In order to achieve the purpose, the technical scheme of the invention is as follows:

the invention adopts low C, low Mn, Cr-Ni-Mo-Cu-B alloying and V, Ti microalloying component system. Through the manufacturing procedures of converter smelting, LF + RH vacuum smelting, continuous casting, controlled rolling, heat treatment and the like, the microstructure is tempered sorbite and a small amount of bainite structure (the tempered sorbite is more than or equal to 90 percent), and the steel for ships and ocean engineering with the yield strength of more than or equal to 690MPa, the impact energy of more than or equal to 140J at-60 ℃, the NDT (nickel-hardness Transition Temperature) Temperature of less than or equal to-65 ℃ and high strength and excellent low-Temperature impact toughness can be manufactured.

Specifically, the 690MPa grade steel with excellent low-temperature toughness for ships and ocean engineering comprises the following chemical components in percentage by weight: 0.06 to 0.13 percent of C, 0.05 to 0.30 percent of Si, 0.70 to 1.30 percent of Mn, less than or equal to 0.015 percent of P, less than or equal to 0.0040 percent of S, 0.15 to 0.50 percent of Cr, 1.0 to 2.5 percent of Ni, 0.10 to 0.40 percent of Mo, less than or equal to 0.50 percent of Cu, 0.01 to 0.07 percent of Alt, 0.005 to 0.05 percent of Ti, 0.01 to 0.05 percent of V, less than or equal to 0.0025 percent of B, less than or equal to 0.0045 percent of Ca,

the balance being Fe and unavoidable impurities.

The microstructure of the steel for ships and ocean engineering is tempered sorbite and a small amount of bainite structure, and the tempered sorbite is more than or equal to 90 percent, so that the steel has good obdurability matching.

The yield strength of the steel for ships and ocean engineering is more than or equal to 690MPa, the impact energy at minus 60 ℃ is more than or equal to 140J, and the NDT temperature is less than or equal to minus 65 ℃.

In the chemical composition of the steel of the invention:

c, carbon C: the most basic strengthening elements. C dissolves in steel to form an interstitial solid solution, which acts as solid solution strengthening, and forms carbide precipitates with a strong carbide-forming element, which acts as precipitation strengthening, and C can improve the hardenability of steel. However, too high C is disadvantageous in ductility, toughness, crack arrest property and weldability of steel, and also reduces solid solution of micro-alloying elements such as Nb, V, etc., affecting precipitation strengthening effect and also reducing hardenability effect of B. Therefore, C is controlled to be 0.06% -0.13%.

Manganese Mn: is the most basic alloy element of low-alloy high-strength steel, and the strength of the steel is improved through solid solution strengthening so as to compensate the strength loss caused by the reduction of the content of C in the steel. Mn is also an element for expanding a gamma phase region, can reduce the gamma → alpha phase transition temperature of the steel, is beneficial to obtaining a fine phase transition product, and can improve the toughness and the crack arrest performance of the steel. When the Mn content is too high, segregation tends to occur at the center of the steel sheet in the case of an extremely thick steel grade, and the low-temperature toughness at the center is reduced. Therefore, the Mn content of the steel grade is 0.70-1.30%.
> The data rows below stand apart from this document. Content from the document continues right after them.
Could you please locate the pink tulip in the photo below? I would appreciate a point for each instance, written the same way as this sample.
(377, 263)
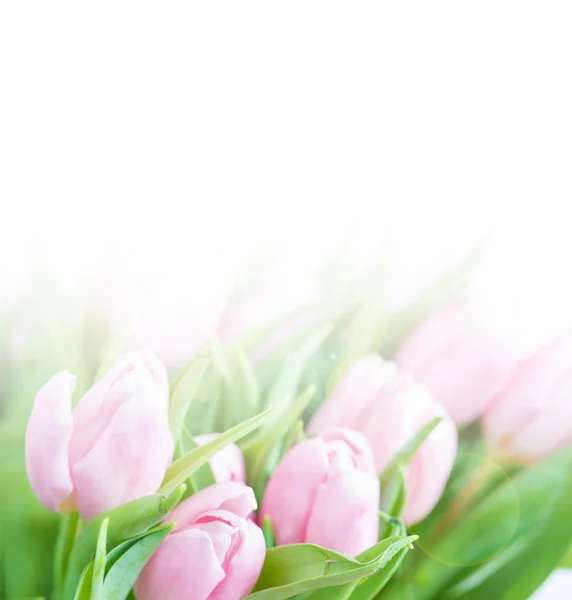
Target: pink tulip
(326, 492)
(532, 418)
(462, 366)
(389, 408)
(114, 447)
(215, 551)
(228, 463)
S sulfur, P phosphorus: inevitable harmful impurity elements in the steel, easily forming segregation, inclusion and other defects, and deteriorating the welding performance, impact toughness and HIC resistance of the steel sheet. Therefore, in the steel for the thick-specification ocean platform and the production method thereof, P is controlled to be less than or equal to 0.015 percent and S is controlled to be less than or equal to 0.0040 percent, and the inclusions are spheroidized and uniformly distributed by a Ca treatment inclusion modification technology, so that the influence of the inclusions on toughness and corrosivity is reduced.

Titanium Ti: is a strong solid N element, has a Ti/N stoichiometric ratio of 3.42, can fix less than 60ppm of N in steel by about 0.02% of Ti, and can form a fine high-temperature stable TiN precipitated phase during slab continuous casting. Such fine TiN particles can effectively inhibit austenite grain growth during slab reheating, and contribute to improvement in the solid solubility of Nb in austenite. For the ultra-thick steel plate, the proper Ti content is beneficial to forming stable TiN particles, and plays a role in inhibiting the grain growth of a heat affected zone and improving the impact toughness of the welding heat affected zone during welding. In the present invention, the Ti content is limited to 0.005 to 0.05%.

V, V: v contributes to the strengthening of steel by forming VN or V (cn) fine precipitated particles with C and N. Meanwhile, V is beneficial to improving the stability of hardness after tempering. However, if the content is too high, the cost increases significantly. Therefore, the content is controlled to be 0.01-0.05%.

Chromium Cr: since an important element for enhancing hardenability of steel, it is necessary to add high Cr to a steel sheet of an extra-thick gauge to enhance hardenability so as to compensate for a loss of strength due to thickness, enhance strength of steel, and improve uniformity of properties in the thickness direction. Cr can suppress transformation of proeutectoid ferrite and pearlite, and is advantageous for obtaining an acicular ferrite structure. However, the addition of Cr and Mn, which are too high, to the steel at the same time results in the formation of low-melting Cr-Mn complex oxides, the formation of surface cracks during hot working, and the severe deterioration of weldability. Therefore, the Cr content in the invention should be limited to 0.15% -0.50%.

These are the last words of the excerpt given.